|About this Abstract
||MS&T23: Materials Science & Technology
||Grain Boundaries, Interfaces, and Surfaces: Fundamental Structure-Property-Performance Relationships
||Highly Conductive Grain Boundaries in Cold Sintered BaZr0.7Ce0.2Y0.1O3-δ Proton Conductors
||Moritz Kindelmann, Sonia Escolastico, Laura Almar, Ashok Vayalla, Dylan Jennings, Wendelin Deibert, Wilhelm Albert Meulenberg, Wolfgang Rheinheimer, Martin Bram, Jose Serra, Joachim Mayer, Olivier Guillon
|On-Site Speaker (Planned)
Proton conducting ceramics based on yttrium doped barium cerium zirconate (BaZr1-xCexY0.1O3-δ, BZCY) have a great potential for intermediate temperature energy conversion applications. However, the electrochemical performance of proton conducting perovskites is highly dependent on their microstructure and the associated grain boundary properties. Here, we present a novel low temperature processing route for BZCY electrolytes using the cold sintering process (CSP) combined with an intermediate thermal treatment, that yields nano-scaled microstructures, which strongly differ from conventionally processed BZCY. However, the protonic conductivity could be improved compared to conventionally processed samples.
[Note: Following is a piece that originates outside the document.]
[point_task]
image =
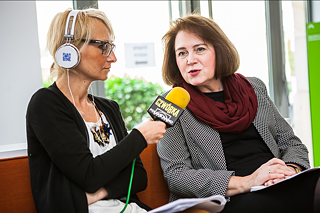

Therefore, the structure and chemistry at grain boundaries was characterized using aberration corrected transmission electron microscopy and atom probe tomography and correlated with the electrochemical properties. Lowering the processing temperatures clearly changes the segregation behavior and elemental distribution of Y dopants and Ni sintering aids at the grain boundary, explaining the major changes in protonic conductivity observed at the macroscopic level.